Well protect the sheet from daylight before revealing it photographically. A square of glass strongly plates the printed face of the typon on the sensitized face of the brass, slightest curl can cause deformations in the photographic print. A UV lamp placed at approximately 15 cm of the whole makes it possible to insolate brass. Optimum time depends on varnish used, layer thickness, power of the lamp... Just for information, a time of one one minute ten seconds allows me to obtain the best result. If " holes " in the developed print appear, you can correct them as far as possible with a permanent felt-tip pen like the one which write on transparencies. The insolated sheet is plunged in a bath of 20° C minimum developer, the image of the typon appears progressively, the main thing is to remove the sheet at the time when contrast is most significant. Time is more or less long according to the temperature of the developer bath. Putting the developer can on a radiator three hours before using it, I manage to develop a sheet in 25 seconds! When the sheet is withdrawn, the developing process is stopped while passing it under running water.
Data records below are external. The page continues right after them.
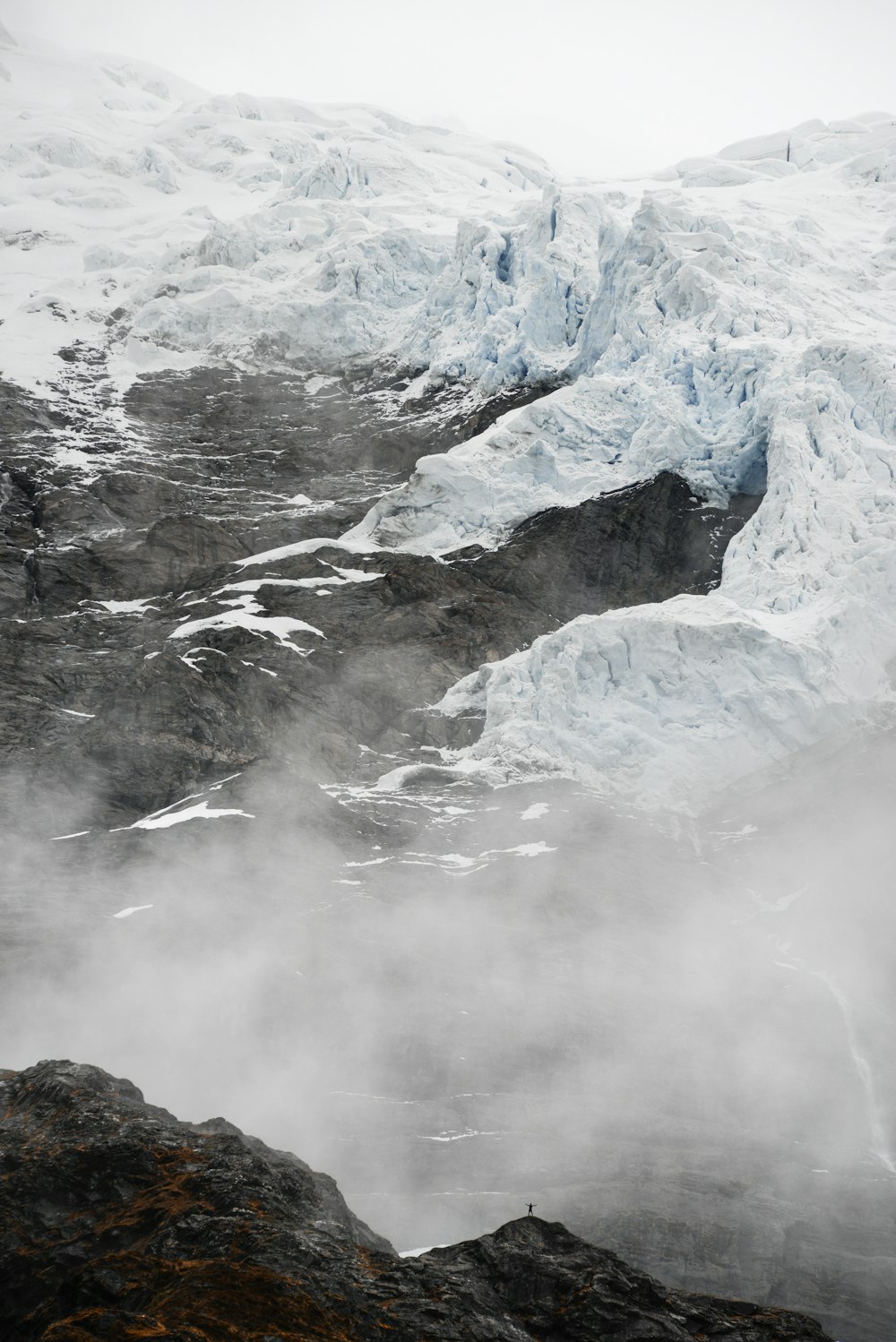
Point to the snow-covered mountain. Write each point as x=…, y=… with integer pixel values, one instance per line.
x=730, y=320
x=353, y=470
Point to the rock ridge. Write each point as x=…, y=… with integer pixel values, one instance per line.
x=121, y=1221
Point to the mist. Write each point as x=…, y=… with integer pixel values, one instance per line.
x=479, y=1008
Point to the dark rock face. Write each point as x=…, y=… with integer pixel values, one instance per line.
x=204, y=473
x=642, y=544
x=116, y=1220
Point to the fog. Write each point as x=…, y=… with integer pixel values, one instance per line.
x=618, y=1002
x=594, y=88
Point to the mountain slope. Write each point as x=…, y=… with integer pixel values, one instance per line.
x=124, y=1221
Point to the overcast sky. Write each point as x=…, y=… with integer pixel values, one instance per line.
x=596, y=88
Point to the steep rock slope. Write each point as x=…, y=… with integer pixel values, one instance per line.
x=119, y=1220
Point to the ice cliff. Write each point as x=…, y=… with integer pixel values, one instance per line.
x=730, y=320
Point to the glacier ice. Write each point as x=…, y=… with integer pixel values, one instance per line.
x=730, y=318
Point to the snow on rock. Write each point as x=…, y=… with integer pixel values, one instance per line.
x=202, y=811
x=246, y=614
x=165, y=223
x=744, y=336
x=730, y=318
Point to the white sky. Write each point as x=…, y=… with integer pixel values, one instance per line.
x=596, y=88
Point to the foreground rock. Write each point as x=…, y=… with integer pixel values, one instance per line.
x=116, y=1220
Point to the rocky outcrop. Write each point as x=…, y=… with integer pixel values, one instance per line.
x=116, y=1220
x=99, y=569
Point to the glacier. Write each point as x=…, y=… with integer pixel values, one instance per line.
x=728, y=318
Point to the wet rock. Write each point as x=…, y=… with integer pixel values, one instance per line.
x=121, y=1221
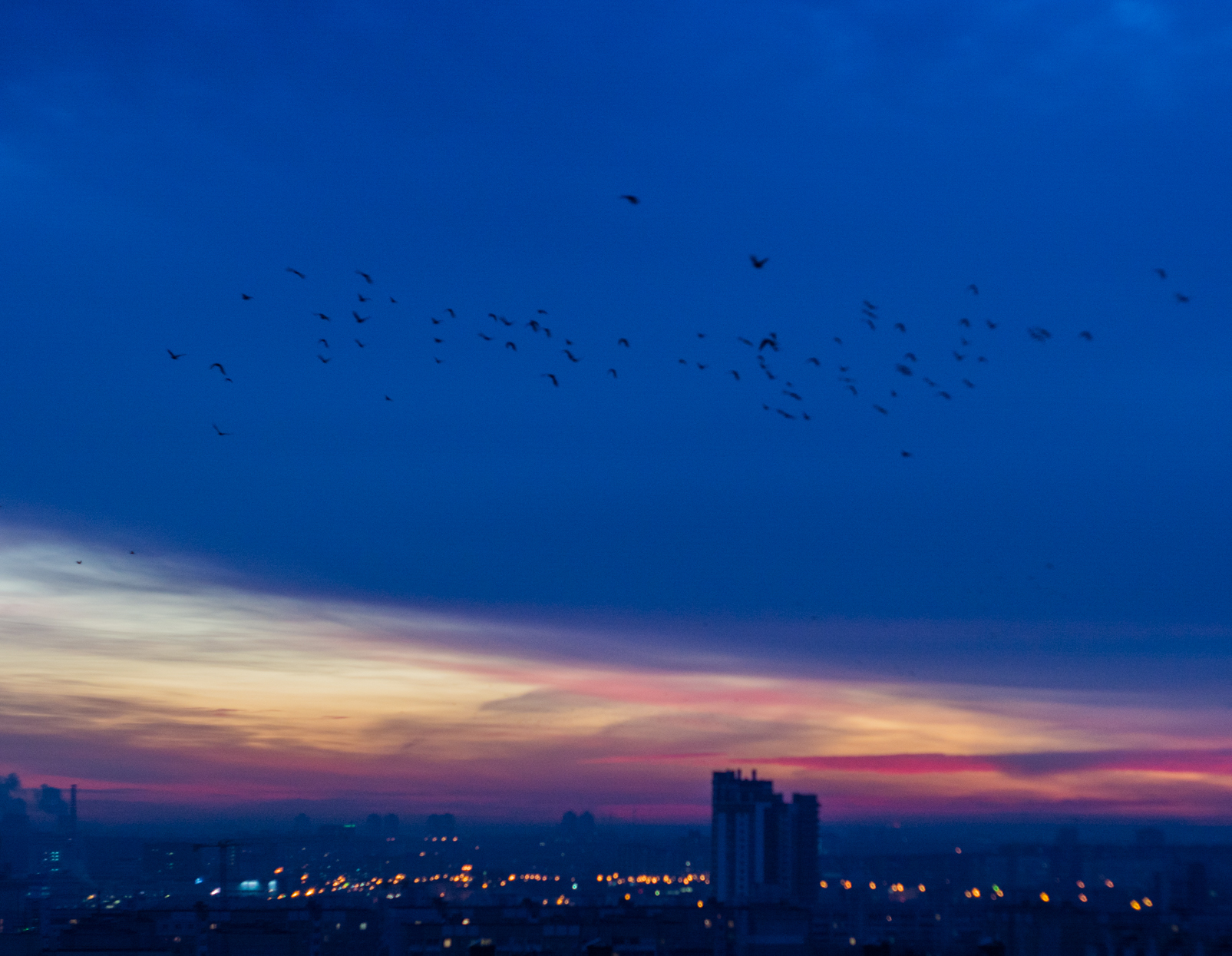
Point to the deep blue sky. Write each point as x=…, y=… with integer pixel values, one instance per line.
x=158, y=160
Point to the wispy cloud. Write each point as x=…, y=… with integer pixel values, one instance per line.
x=158, y=683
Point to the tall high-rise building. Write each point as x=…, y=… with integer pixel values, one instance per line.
x=763, y=850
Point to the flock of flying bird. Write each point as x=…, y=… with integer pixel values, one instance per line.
x=902, y=371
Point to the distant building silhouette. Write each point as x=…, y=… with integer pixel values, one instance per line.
x=763, y=850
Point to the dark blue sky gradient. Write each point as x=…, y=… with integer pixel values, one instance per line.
x=159, y=160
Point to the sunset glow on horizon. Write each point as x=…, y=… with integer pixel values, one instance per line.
x=159, y=689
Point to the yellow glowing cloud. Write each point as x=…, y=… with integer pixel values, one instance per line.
x=147, y=680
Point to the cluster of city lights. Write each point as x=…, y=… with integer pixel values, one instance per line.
x=651, y=878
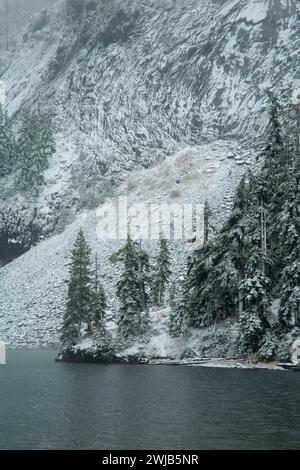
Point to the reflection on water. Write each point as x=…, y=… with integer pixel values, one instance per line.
x=46, y=405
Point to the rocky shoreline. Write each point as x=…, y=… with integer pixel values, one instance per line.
x=79, y=356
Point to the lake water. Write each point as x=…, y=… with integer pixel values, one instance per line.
x=48, y=405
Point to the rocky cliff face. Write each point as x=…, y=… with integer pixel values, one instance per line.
x=131, y=83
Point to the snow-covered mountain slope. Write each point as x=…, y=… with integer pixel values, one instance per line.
x=33, y=288
x=130, y=82
x=148, y=97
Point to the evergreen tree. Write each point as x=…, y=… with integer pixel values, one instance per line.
x=77, y=316
x=178, y=323
x=131, y=289
x=162, y=273
x=99, y=303
x=289, y=233
x=7, y=144
x=36, y=145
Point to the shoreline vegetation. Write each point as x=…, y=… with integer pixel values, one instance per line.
x=248, y=271
x=222, y=363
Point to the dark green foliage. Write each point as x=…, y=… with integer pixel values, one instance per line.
x=257, y=251
x=179, y=309
x=36, y=145
x=78, y=312
x=7, y=144
x=162, y=274
x=99, y=303
x=132, y=289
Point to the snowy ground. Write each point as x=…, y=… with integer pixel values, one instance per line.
x=33, y=286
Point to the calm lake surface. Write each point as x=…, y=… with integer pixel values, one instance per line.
x=48, y=405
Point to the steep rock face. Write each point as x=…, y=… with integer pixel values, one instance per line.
x=130, y=83
x=132, y=80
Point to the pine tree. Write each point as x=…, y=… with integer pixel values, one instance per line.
x=178, y=323
x=7, y=144
x=99, y=303
x=162, y=274
x=36, y=145
x=77, y=317
x=289, y=233
x=131, y=289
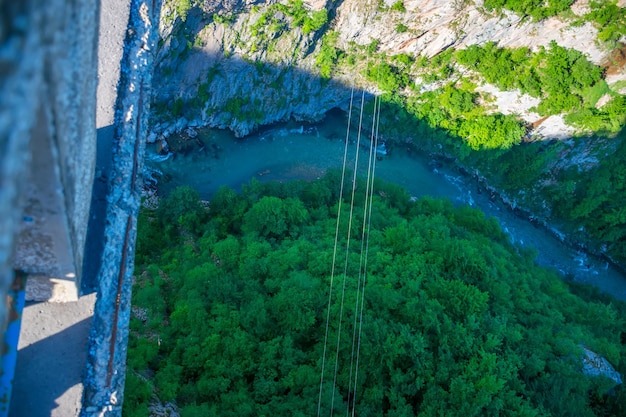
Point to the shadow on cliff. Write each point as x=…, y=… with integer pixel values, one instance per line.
x=47, y=369
x=501, y=171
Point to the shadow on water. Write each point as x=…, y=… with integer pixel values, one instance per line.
x=419, y=154
x=94, y=243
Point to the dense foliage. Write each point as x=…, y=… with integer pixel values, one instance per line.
x=230, y=305
x=563, y=78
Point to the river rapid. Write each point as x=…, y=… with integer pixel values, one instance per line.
x=300, y=151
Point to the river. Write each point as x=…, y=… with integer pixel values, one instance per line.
x=296, y=151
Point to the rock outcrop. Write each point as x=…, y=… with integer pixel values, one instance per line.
x=239, y=65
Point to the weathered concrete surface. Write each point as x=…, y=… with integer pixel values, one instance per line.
x=106, y=363
x=48, y=95
x=54, y=338
x=51, y=358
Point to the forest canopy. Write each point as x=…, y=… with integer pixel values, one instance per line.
x=230, y=305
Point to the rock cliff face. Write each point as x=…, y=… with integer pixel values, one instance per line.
x=241, y=64
x=47, y=136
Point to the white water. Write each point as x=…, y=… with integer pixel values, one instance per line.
x=294, y=151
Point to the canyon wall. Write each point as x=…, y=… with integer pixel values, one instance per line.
x=243, y=64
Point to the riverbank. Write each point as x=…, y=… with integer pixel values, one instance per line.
x=288, y=152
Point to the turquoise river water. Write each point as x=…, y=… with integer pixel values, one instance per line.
x=296, y=151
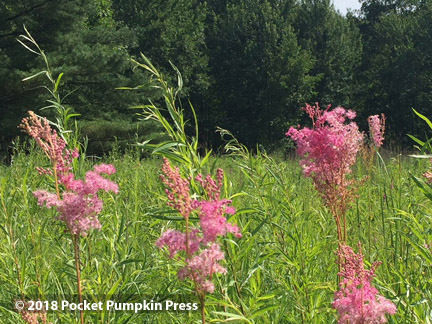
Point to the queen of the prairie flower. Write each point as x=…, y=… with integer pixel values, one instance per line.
x=328, y=151
x=79, y=204
x=202, y=253
x=357, y=301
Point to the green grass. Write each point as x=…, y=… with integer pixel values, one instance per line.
x=283, y=269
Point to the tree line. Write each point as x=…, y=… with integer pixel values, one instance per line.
x=248, y=65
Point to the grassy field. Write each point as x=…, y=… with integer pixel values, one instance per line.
x=283, y=269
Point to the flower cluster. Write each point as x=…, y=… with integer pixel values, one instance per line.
x=203, y=253
x=328, y=151
x=377, y=129
x=52, y=145
x=79, y=204
x=357, y=301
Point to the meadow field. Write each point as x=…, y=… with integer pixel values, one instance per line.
x=282, y=270
x=169, y=232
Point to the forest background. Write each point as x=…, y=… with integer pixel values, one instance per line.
x=247, y=65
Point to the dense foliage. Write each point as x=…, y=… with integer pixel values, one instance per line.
x=246, y=65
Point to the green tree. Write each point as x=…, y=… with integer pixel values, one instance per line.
x=80, y=39
x=259, y=70
x=335, y=44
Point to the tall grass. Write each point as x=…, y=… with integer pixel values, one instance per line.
x=281, y=271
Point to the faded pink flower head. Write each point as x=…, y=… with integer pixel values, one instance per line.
x=357, y=301
x=178, y=189
x=52, y=144
x=377, y=129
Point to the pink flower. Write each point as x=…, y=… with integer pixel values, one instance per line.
x=178, y=189
x=201, y=268
x=213, y=221
x=376, y=129
x=175, y=241
x=328, y=150
x=203, y=253
x=357, y=301
x=80, y=204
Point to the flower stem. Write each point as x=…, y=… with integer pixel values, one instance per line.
x=75, y=238
x=202, y=301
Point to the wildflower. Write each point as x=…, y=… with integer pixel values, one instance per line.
x=52, y=145
x=202, y=267
x=357, y=301
x=376, y=129
x=178, y=189
x=203, y=253
x=328, y=151
x=80, y=203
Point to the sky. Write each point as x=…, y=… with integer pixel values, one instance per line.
x=342, y=5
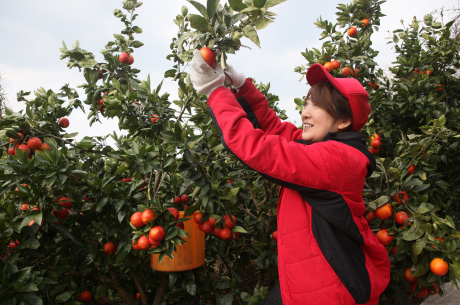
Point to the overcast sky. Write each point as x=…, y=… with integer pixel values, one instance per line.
x=32, y=32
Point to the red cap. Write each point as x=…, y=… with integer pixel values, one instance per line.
x=351, y=88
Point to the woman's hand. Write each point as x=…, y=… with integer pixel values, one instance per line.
x=204, y=78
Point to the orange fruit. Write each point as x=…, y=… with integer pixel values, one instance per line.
x=34, y=143
x=375, y=143
x=136, y=220
x=375, y=136
x=143, y=242
x=384, y=212
x=335, y=64
x=408, y=276
x=401, y=217
x=352, y=31
x=346, y=72
x=439, y=266
x=148, y=216
x=157, y=233
x=225, y=233
x=411, y=169
x=329, y=67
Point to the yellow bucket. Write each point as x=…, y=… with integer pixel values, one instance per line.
x=189, y=255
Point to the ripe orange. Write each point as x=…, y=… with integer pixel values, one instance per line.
x=384, y=212
x=64, y=122
x=209, y=56
x=375, y=143
x=175, y=213
x=439, y=266
x=335, y=64
x=34, y=143
x=143, y=242
x=355, y=73
x=434, y=290
x=206, y=227
x=329, y=67
x=346, y=72
x=148, y=216
x=124, y=58
x=401, y=217
x=86, y=296
x=408, y=276
x=369, y=216
x=375, y=136
x=110, y=248
x=212, y=221
x=25, y=148
x=411, y=169
x=197, y=218
x=154, y=118
x=135, y=245
x=352, y=31
x=225, y=233
x=157, y=233
x=136, y=220
x=384, y=237
x=65, y=201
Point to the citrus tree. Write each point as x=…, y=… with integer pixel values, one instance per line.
x=412, y=197
x=80, y=219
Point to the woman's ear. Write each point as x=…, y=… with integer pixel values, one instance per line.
x=344, y=123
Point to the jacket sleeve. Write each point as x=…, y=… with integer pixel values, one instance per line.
x=261, y=115
x=283, y=161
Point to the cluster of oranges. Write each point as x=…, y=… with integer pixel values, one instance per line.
x=376, y=141
x=222, y=227
x=438, y=266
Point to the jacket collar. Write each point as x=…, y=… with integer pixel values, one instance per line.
x=353, y=139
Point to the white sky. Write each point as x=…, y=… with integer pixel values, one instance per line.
x=32, y=32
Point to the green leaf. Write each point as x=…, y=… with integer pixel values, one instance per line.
x=197, y=22
x=415, y=232
x=200, y=7
x=212, y=6
x=251, y=33
x=31, y=243
x=29, y=287
x=259, y=3
x=271, y=3
x=64, y=297
x=136, y=44
x=237, y=5
x=239, y=229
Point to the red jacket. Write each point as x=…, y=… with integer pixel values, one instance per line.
x=326, y=252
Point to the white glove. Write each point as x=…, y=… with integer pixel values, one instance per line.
x=234, y=78
x=203, y=77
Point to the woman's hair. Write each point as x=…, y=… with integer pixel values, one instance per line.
x=327, y=97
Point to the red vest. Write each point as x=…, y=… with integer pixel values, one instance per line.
x=326, y=252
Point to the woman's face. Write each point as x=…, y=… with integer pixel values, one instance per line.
x=316, y=122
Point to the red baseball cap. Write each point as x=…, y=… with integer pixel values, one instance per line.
x=350, y=88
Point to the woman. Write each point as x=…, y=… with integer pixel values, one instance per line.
x=326, y=252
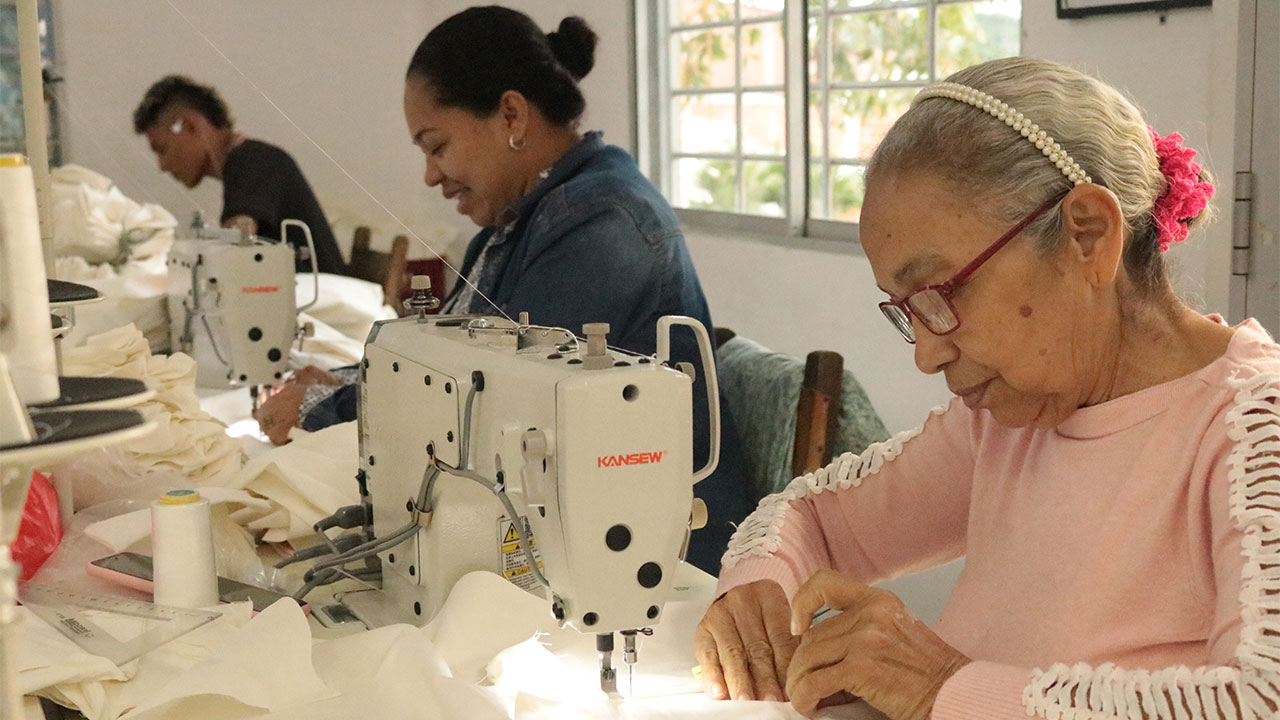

At last, let soak the sheet in a perchloride bath, the exposed brass is etched by this solution whereas the protected parts are not. The operation is long, several hours to go through the 0,2 mm, it can be accelerated with heating of the bath temperature. It is enough to put hot water in a bowl where the perchloride bowl is put, by renewing it every half-hour to maintain the temperature. The sheet jamed in a PVC tube split in his length direction is plunged in the bath head in bottom, this position avoids clogging. When brass is completely transpierced, remove the sheet, rinse it and clean it with acetone to remove the varnish traces and back painting. According to the bath clogging state (sheets back painting clogs it very quickly) and the temperature, the operation varies between two hours and half and four hours!